Effects of planted grasses and a pioneer tree on succession on a heavy metal contaminated mountainside
Restoring polluted landscapes for productive use is one of today’s major ecological challenges. While much effort has gone into revegetating disturbed sites, comparatively little is known about how succession proceeds after revegetation despite its importance for long-term management. The Palmerton Zinc Superfund Site is a >2000 acre mountainside devegetated and contaminated with zinc, lead, and cadmium from 80 years of zinc smelting emissions. Restoration efforts since 2003 have focused on planting C4 prairie grasses with low metal uptake rates in the hopes of eventually sequestering the metals under healthy surface soil. However, the metal hyperaccumulating tree Betula populifolia (gray birch) is rapidly colonizing the site. This species threatens to pump contaminants back aboveground, counteracting the restoration strategy and presenting management and public health concerns.
Here we examine how gray birch and the planted grasses may differentially affect long-term succession in this site. We planted Quercus velutina (black oak) and Acer saccharum (sugar maple) seeds and seedlings in field plots conditioned by gray birch or C4 grasses. We controlled for differences in aboveground competition by clearing aboveground vegetation from half of the plots and leaving the rest intact. We recorded germination after nine weeks and assessed seedling growth after 20 weeks.
For both target tree species, germination rates were <10% but seedling survival was >90%. In birch-conditioned soils, oak germination was greater with intact vegetation, but in grass-conditioned soils, oak germination was greater in cleared plots (generalized linear model, P<0.05). Oak seedling axial branch growth behaved similarly (ANOVA, P<0.05). However, oak seedling apical branch growth responded only to aboveground competition, growing higher with intact vegetation (ANOVA, P<0.05). Sugar maple germination and seedling growth did not respond significantly to either experimental treatment. We also found organic soil horizons to be 70% thicker under grasses compared to birch.

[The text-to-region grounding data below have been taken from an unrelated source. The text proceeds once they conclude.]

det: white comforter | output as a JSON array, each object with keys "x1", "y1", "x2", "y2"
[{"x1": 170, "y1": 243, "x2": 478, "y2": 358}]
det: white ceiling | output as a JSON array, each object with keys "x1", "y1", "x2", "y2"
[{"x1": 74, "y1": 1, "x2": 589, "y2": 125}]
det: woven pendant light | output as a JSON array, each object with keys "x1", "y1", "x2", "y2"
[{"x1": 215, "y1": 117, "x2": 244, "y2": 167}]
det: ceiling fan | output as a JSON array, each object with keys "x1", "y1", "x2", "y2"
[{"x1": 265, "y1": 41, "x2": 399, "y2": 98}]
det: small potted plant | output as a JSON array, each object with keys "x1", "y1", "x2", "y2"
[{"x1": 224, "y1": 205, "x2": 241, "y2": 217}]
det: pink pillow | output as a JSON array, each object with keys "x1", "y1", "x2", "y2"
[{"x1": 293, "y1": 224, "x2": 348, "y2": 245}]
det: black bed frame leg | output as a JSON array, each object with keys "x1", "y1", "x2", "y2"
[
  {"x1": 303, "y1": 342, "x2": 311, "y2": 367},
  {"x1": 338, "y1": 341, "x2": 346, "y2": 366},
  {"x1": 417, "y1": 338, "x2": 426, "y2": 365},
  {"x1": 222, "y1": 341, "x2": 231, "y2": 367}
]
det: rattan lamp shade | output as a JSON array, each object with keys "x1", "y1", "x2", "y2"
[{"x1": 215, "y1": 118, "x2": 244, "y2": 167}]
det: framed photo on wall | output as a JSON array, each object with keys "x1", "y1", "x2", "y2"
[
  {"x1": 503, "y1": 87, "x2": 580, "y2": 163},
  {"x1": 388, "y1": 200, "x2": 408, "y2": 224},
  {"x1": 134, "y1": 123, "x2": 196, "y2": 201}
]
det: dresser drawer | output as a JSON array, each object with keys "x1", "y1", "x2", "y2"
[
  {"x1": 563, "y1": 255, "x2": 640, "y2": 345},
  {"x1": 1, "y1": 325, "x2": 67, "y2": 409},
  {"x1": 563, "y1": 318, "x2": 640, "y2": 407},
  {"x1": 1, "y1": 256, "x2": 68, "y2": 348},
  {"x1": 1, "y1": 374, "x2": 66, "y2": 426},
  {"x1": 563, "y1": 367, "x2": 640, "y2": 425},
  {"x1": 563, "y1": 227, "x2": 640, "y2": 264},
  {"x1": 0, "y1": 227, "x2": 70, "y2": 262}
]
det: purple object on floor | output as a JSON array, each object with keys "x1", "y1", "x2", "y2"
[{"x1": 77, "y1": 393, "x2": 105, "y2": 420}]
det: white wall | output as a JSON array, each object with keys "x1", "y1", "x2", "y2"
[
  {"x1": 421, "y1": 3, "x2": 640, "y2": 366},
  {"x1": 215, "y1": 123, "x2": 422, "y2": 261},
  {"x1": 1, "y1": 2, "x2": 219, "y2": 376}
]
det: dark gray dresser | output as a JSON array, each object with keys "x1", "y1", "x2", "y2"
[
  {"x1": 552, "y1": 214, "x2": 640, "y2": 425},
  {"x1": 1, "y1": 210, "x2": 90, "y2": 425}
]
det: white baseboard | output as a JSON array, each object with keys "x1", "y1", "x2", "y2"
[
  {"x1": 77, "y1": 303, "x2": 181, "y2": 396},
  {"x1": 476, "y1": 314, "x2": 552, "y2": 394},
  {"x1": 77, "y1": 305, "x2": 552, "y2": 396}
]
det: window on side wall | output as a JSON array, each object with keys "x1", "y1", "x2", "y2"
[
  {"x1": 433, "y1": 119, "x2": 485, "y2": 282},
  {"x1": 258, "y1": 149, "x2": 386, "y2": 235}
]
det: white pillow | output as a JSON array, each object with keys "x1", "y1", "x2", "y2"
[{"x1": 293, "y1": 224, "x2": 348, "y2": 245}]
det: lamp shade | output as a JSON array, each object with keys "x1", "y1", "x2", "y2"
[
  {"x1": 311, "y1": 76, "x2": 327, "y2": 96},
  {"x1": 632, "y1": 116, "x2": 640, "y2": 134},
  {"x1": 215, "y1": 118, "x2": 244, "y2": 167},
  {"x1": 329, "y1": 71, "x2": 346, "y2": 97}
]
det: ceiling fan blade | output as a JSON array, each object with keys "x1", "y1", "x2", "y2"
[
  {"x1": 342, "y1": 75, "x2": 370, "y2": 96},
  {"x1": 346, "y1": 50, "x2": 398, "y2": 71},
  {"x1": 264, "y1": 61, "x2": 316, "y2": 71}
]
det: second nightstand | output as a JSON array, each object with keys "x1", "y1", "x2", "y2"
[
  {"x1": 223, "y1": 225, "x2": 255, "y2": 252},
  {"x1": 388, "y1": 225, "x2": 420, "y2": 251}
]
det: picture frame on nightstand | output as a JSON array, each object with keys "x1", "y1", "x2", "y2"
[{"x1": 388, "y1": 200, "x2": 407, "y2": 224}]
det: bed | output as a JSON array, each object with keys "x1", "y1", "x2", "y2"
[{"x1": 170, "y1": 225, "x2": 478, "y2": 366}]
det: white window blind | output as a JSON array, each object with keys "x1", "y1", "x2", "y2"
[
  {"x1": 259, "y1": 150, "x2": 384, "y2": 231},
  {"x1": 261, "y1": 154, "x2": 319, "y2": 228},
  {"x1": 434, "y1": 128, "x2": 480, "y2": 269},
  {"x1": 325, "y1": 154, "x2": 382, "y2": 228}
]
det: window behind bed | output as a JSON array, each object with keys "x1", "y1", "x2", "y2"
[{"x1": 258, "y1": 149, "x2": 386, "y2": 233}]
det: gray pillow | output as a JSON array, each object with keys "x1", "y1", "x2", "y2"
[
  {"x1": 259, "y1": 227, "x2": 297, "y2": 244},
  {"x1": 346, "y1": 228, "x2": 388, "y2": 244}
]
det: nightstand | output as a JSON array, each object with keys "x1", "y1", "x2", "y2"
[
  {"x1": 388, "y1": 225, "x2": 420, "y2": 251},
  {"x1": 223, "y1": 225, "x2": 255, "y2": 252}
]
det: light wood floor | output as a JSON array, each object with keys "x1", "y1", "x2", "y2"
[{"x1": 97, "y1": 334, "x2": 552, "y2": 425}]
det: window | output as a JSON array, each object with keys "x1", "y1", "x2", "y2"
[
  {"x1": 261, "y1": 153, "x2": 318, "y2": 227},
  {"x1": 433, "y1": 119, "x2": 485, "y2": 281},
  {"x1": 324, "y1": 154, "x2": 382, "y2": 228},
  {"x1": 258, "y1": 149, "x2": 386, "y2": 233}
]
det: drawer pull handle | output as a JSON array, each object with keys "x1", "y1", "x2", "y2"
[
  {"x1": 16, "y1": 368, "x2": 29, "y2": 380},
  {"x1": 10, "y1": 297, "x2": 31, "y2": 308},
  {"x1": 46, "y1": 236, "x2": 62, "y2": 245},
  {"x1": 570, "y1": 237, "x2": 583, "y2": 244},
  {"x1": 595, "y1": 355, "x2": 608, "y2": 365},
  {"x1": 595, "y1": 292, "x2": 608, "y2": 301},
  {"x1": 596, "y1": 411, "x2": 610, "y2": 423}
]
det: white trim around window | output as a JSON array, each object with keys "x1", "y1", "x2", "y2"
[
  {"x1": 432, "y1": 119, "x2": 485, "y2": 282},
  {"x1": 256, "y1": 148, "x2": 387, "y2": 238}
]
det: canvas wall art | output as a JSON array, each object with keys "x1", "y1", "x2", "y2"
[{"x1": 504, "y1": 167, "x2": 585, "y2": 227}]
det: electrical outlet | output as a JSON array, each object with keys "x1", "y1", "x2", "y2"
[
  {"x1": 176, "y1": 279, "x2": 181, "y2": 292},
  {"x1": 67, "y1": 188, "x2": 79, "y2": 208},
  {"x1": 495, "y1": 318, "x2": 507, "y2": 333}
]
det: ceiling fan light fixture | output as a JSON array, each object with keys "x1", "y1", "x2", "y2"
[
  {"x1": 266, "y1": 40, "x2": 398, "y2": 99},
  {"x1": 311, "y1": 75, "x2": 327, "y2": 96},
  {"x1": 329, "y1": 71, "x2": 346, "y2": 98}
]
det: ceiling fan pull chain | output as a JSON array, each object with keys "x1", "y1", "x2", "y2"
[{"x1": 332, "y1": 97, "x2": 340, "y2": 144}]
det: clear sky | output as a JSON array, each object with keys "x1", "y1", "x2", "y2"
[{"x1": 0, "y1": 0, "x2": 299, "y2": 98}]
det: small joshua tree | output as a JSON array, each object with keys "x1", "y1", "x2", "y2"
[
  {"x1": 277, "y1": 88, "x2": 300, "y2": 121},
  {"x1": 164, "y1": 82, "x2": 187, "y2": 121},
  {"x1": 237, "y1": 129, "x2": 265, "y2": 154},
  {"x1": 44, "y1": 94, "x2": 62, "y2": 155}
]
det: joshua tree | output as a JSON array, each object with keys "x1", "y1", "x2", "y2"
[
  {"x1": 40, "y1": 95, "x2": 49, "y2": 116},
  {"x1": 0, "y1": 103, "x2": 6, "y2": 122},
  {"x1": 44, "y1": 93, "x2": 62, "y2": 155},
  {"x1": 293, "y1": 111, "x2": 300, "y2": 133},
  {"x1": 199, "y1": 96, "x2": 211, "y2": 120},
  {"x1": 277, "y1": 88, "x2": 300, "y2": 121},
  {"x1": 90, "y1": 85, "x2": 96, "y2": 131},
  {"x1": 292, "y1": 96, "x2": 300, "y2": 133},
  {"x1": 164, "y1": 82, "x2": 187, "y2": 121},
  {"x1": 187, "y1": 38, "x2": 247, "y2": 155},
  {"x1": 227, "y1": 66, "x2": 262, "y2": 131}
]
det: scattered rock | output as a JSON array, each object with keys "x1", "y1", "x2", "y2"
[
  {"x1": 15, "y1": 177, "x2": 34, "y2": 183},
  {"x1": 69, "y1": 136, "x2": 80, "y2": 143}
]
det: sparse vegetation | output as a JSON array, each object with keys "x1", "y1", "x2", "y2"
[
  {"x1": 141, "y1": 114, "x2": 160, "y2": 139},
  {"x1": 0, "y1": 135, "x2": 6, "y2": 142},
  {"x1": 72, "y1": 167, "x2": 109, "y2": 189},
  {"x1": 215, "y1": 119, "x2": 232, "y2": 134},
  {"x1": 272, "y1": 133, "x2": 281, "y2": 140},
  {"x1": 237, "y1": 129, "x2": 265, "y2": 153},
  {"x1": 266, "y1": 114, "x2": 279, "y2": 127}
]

Taken together, these data suggest that soil may be more hospitable to black oak under grasses than under birch, but aboveground competition may be stronger under grasses. Implications for succession and management decisions depend on how much gray birch and the grasses are responsible for the difference in soil thickness or whether it predates their arrival, which we are currently testing. If gray birch causes its organic horizons to be thinner, land managers may want to remove it, but if it colonizes microhabitats with soils too thin to support the grasses, our results suggest it may benefit restoration by facilitating plant growth in these soils.